The afterworld is a place of never-ending happiness where you can always see the sun, day, and night.
Now bearing this afterworld in mind, next time you call up your shrink-slash-drug-dealer in Beverly Hills, don’t ask him how much time you have left, ask him how much of your mind is left (it’s asking questions like this that keeps shrinks in business).
You should ask this question because life here is much harder than life in the afterworld, because life here is lived on your own.
If you don’t like life, and you get depressed, don’t take drugs, think about the “higher floor”.
Even though Prince said earlier that you were alone, well you actually have friends, for example he called up his old lady for a chat and she started simulating sex (see how comforting that is? Saying “old lady” and “sex” together like that?)
So, hey, don’t get depressed go look for the purple banana until they take you to a mental institution.
Death makes us get over excited, we wonder what the point of life (and this song) is, but we don’t get depressed about it, we get carted off to mental institutions instead.

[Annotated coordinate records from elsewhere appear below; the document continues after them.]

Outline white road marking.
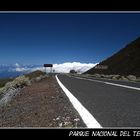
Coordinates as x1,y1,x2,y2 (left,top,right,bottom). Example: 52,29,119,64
104,82,140,90
74,77,140,90
55,75,102,128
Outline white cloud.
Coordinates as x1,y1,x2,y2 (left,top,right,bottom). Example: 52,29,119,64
15,63,20,67
53,62,96,73
15,68,27,72
15,62,98,73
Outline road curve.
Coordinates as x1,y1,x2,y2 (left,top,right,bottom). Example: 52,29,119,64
58,75,140,127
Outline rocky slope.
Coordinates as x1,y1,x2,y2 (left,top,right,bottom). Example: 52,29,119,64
0,76,85,128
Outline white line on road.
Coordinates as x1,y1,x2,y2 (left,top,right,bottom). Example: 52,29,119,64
74,77,140,90
104,82,140,90
55,75,102,128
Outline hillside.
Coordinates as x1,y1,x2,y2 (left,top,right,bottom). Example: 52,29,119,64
85,37,140,76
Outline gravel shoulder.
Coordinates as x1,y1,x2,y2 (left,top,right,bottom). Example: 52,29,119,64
0,76,86,128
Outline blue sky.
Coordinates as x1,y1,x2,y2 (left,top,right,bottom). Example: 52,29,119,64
0,13,140,64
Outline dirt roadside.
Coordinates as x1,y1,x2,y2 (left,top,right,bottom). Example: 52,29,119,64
0,76,86,128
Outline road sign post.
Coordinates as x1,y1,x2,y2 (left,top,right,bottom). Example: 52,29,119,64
44,64,53,73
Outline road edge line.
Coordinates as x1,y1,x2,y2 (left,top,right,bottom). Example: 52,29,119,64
55,75,102,128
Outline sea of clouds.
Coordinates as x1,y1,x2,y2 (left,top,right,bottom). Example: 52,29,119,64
0,62,98,78
15,62,97,73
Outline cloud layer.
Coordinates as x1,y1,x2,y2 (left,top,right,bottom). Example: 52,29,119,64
0,62,97,73
15,62,97,73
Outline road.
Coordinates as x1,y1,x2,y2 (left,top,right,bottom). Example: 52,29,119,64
58,75,140,127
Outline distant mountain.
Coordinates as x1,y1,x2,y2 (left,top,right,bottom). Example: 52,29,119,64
85,37,140,77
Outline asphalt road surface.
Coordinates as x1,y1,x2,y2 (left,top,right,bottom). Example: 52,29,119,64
58,75,140,127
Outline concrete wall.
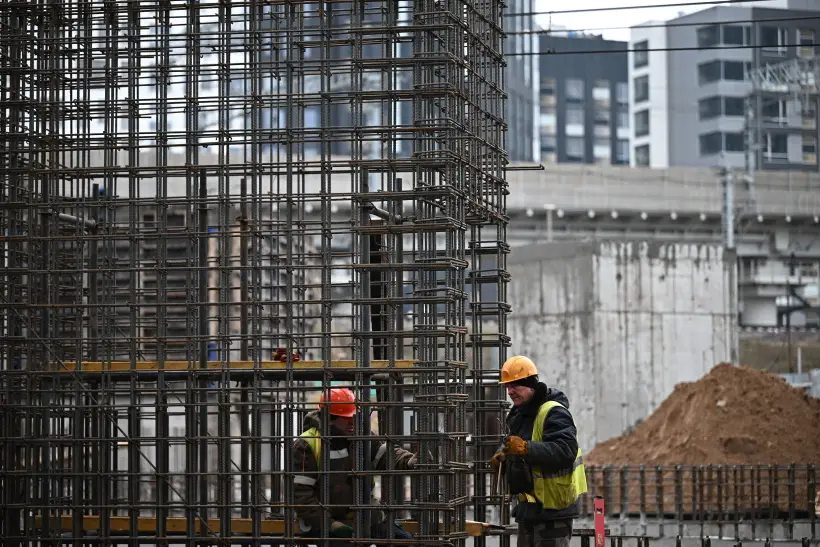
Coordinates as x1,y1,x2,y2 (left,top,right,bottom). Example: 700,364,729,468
509,241,737,451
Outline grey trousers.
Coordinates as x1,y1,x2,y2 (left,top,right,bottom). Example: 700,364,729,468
518,521,572,547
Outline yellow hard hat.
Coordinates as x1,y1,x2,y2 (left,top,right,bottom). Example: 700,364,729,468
499,355,538,384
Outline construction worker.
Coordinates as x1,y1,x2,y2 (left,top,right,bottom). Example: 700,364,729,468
293,388,416,547
491,356,587,547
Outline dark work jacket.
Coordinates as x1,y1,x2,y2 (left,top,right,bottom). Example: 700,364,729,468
291,410,413,532
507,382,580,522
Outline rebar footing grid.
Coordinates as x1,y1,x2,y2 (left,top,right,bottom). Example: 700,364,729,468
0,0,509,547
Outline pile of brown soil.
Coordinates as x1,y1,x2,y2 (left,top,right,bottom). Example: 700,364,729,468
584,363,820,465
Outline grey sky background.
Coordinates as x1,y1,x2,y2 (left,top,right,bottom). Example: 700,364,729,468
535,0,732,41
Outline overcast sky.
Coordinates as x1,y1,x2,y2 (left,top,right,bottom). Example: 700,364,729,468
535,0,732,41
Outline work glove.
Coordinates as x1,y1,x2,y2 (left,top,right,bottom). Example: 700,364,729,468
330,520,353,538
490,452,504,471
504,436,527,457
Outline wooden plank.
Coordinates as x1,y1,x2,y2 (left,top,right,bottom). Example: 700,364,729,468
50,359,416,373
34,515,491,537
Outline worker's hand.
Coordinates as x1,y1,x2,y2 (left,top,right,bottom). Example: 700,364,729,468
330,520,353,538
490,452,504,471
504,436,527,457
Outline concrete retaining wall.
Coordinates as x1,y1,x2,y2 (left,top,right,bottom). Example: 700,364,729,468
509,241,737,451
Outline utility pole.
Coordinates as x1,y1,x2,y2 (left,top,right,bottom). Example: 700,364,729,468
721,167,740,365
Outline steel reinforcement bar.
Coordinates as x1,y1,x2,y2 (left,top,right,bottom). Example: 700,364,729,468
0,0,509,547
581,465,820,541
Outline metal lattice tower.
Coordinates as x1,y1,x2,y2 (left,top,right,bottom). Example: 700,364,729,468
0,0,509,547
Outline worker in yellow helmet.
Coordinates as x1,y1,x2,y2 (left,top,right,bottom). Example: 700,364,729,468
491,355,587,547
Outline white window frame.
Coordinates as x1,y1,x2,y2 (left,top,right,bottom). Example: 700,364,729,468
763,27,789,55
795,28,817,58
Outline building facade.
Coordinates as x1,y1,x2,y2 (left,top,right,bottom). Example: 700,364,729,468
504,0,541,162
629,0,820,170
540,32,629,165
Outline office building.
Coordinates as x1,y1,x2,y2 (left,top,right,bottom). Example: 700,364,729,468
540,31,629,165
629,0,820,170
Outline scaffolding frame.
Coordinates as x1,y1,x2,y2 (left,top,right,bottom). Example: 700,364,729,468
0,0,510,547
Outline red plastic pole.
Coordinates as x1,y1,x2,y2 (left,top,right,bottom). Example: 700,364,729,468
593,496,606,547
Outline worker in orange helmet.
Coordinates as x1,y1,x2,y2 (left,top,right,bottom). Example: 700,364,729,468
491,355,587,547
293,388,416,547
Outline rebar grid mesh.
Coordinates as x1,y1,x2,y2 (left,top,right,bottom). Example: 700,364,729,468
0,0,509,546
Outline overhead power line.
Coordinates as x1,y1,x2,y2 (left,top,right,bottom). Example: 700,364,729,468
506,15,820,36
504,42,820,56
504,0,768,17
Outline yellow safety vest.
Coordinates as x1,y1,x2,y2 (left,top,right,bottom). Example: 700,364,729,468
299,427,356,532
519,401,587,510
299,427,322,464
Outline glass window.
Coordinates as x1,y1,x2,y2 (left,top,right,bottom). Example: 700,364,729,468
797,28,815,57
698,25,720,47
635,110,649,137
803,135,817,163
634,75,649,103
700,131,723,156
592,80,612,104
698,97,722,120
723,97,746,116
723,61,746,81
541,78,555,95
724,133,746,152
632,40,649,68
615,82,629,104
592,137,612,160
698,61,720,85
618,108,629,129
567,104,584,125
723,25,748,46
541,133,555,152
763,133,789,160
566,78,584,101
567,137,584,161
635,144,649,167
760,99,788,122
760,27,788,53
615,139,629,163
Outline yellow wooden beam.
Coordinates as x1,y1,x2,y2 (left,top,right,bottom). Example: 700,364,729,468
34,515,490,537
51,359,416,373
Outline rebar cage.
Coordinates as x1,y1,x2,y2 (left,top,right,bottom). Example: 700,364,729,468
0,0,509,547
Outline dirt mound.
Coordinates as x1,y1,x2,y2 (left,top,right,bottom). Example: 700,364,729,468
584,363,820,465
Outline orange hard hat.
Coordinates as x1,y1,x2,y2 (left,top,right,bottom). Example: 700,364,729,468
319,387,356,418
499,355,538,384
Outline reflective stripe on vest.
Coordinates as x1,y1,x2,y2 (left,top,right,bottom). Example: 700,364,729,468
523,401,587,510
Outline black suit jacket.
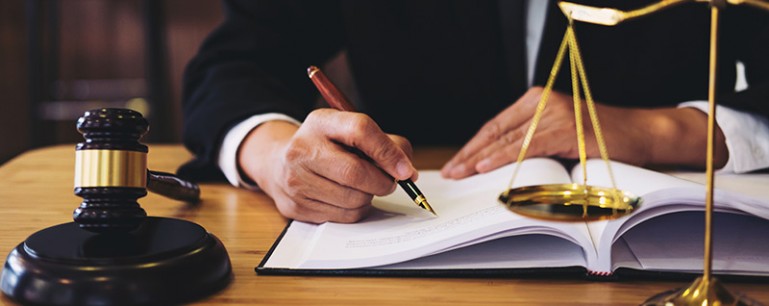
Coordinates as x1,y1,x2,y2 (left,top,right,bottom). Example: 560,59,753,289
179,0,769,180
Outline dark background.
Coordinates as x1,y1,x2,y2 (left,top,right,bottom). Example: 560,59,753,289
0,0,222,163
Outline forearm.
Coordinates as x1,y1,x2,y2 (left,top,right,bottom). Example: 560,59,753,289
635,108,729,169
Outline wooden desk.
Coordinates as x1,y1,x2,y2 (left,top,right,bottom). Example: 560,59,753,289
0,145,769,305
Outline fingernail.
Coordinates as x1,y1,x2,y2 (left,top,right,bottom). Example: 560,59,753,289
475,159,491,173
450,164,467,178
395,160,414,179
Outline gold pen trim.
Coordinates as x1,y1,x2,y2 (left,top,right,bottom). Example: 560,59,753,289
414,194,438,216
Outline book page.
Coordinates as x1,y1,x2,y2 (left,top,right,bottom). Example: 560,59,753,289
284,158,595,269
573,160,769,272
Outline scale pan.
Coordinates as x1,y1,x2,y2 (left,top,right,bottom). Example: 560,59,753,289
499,184,641,221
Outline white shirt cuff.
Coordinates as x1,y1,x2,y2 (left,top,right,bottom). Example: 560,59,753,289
678,101,769,173
218,113,300,189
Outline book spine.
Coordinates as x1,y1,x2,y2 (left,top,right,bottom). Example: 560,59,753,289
585,270,617,281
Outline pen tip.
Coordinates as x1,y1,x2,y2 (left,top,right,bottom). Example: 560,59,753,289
307,66,319,77
419,200,438,217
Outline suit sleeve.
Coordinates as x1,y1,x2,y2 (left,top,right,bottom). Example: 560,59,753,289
178,0,344,181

Kids, just say no to drugs (and daffodils) because He (and Prince) is coming. (Again, see how comforting that is… the idea of Prince and, I suppose, God “coming”. )

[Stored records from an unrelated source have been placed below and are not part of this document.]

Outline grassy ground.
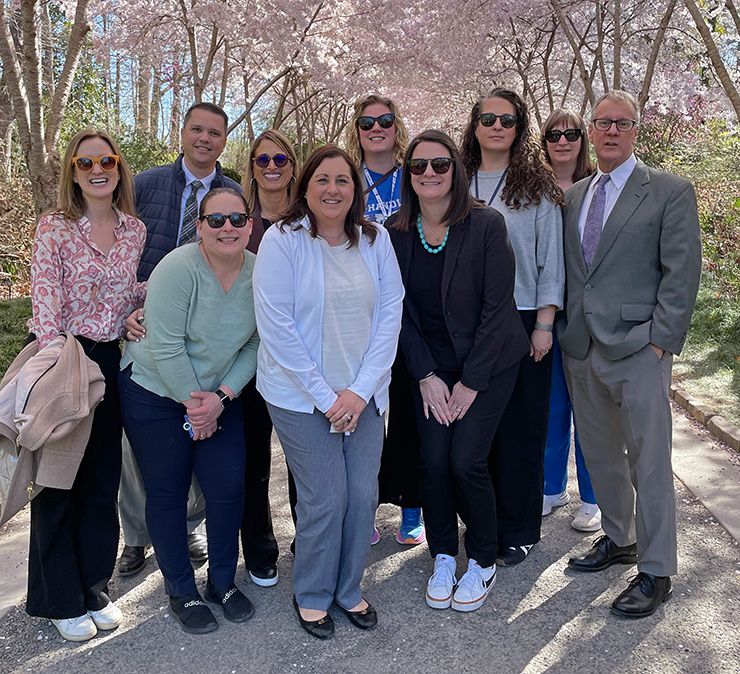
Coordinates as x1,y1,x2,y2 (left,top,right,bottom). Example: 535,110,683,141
0,290,740,426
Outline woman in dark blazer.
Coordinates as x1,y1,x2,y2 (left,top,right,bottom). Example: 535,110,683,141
388,130,529,611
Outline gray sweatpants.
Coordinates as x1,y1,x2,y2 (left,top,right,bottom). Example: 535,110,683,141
267,400,384,611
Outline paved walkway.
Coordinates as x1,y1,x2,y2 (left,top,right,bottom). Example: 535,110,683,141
0,402,740,674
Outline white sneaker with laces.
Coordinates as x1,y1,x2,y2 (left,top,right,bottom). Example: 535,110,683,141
452,559,496,611
542,491,570,517
87,602,123,630
51,613,98,641
570,503,601,532
426,555,457,608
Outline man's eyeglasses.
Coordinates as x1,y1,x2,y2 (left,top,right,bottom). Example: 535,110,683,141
357,112,396,131
545,129,583,143
200,213,249,229
591,117,637,132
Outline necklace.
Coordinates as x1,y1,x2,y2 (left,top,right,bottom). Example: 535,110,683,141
416,213,450,255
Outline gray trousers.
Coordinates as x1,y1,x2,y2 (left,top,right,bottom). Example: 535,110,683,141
563,343,678,576
118,433,206,547
267,400,385,611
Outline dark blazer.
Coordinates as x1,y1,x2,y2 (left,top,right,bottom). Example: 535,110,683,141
387,208,529,391
134,155,242,281
558,161,701,360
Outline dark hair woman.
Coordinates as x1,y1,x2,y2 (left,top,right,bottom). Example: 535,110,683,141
240,129,298,587
462,88,565,566
26,129,146,641
255,146,403,639
389,130,527,611
542,108,601,532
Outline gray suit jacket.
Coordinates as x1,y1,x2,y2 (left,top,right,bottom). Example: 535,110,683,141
558,160,701,360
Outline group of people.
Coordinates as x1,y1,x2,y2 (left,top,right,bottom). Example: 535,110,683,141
15,88,701,641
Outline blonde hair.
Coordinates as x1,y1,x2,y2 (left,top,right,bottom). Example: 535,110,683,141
345,94,409,166
242,129,298,216
56,128,136,220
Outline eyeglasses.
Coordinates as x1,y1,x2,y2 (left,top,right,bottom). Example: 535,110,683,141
545,129,583,143
357,112,396,131
72,154,120,173
252,153,290,168
200,213,249,229
591,117,637,133
478,112,516,129
406,157,452,176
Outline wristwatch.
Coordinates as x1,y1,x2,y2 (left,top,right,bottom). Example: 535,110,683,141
214,388,232,409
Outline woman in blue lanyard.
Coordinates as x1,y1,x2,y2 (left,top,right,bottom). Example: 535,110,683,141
346,94,426,545
461,88,565,566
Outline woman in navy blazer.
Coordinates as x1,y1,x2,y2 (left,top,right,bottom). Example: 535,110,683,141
387,130,529,611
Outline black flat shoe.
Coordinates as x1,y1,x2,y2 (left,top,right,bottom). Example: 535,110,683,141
612,572,673,618
339,600,378,630
206,580,254,623
188,534,208,564
118,545,146,576
170,592,218,634
293,597,334,639
568,534,637,572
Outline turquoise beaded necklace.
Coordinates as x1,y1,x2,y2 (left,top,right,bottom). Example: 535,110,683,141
416,213,450,255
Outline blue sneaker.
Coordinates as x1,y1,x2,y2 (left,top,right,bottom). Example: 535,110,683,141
396,508,427,545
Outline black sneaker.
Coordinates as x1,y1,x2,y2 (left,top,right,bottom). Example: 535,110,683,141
170,592,218,634
206,581,254,623
247,564,279,587
496,543,534,566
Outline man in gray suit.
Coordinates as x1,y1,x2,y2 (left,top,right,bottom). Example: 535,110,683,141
559,91,701,618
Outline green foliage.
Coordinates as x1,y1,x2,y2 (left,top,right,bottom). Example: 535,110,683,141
0,297,31,377
116,129,177,175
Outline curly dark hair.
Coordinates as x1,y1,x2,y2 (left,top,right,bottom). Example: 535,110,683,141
277,145,378,248
460,87,564,210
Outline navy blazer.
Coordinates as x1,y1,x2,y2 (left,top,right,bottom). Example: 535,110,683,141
386,207,529,391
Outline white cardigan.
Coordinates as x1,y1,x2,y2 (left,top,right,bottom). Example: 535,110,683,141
253,217,404,414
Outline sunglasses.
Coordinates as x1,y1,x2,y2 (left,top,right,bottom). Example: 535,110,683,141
545,129,583,143
200,213,249,229
72,154,120,173
357,112,396,131
478,112,516,129
406,157,452,176
252,153,290,168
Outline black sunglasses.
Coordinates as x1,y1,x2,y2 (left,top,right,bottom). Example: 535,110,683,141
200,213,249,229
252,153,290,168
406,157,452,176
478,112,516,129
357,112,396,131
545,129,583,143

I think what we’re really supposed to take from the song is this: let's have a party.
And then there’s the end of the song. The end fits with the beginning. We have had the stately start, been lifted up by the song sermon, and now we get the big finale (as in a black gospel church finale, not a hand-around-the-tea-and-scones white-church finale). When that guitar lifts out of all the synthesized pomposity and scorches alone, slightly breaking up – oh, man! It had more impact for me back in 1984 because playing guitar that fast seemed impossible, like we had entered another realm, like Prince had really leaped beyond the song and gone to, well, the afterworld.
Later on, sitting in various bedrooms around my crummy hometown with heavy metal albums and guys with guitars replaying solos note perfectly, I realised that even though it seems like you want more of that kind of Let’s Go Crazy guitar solo you don’t… less really is more.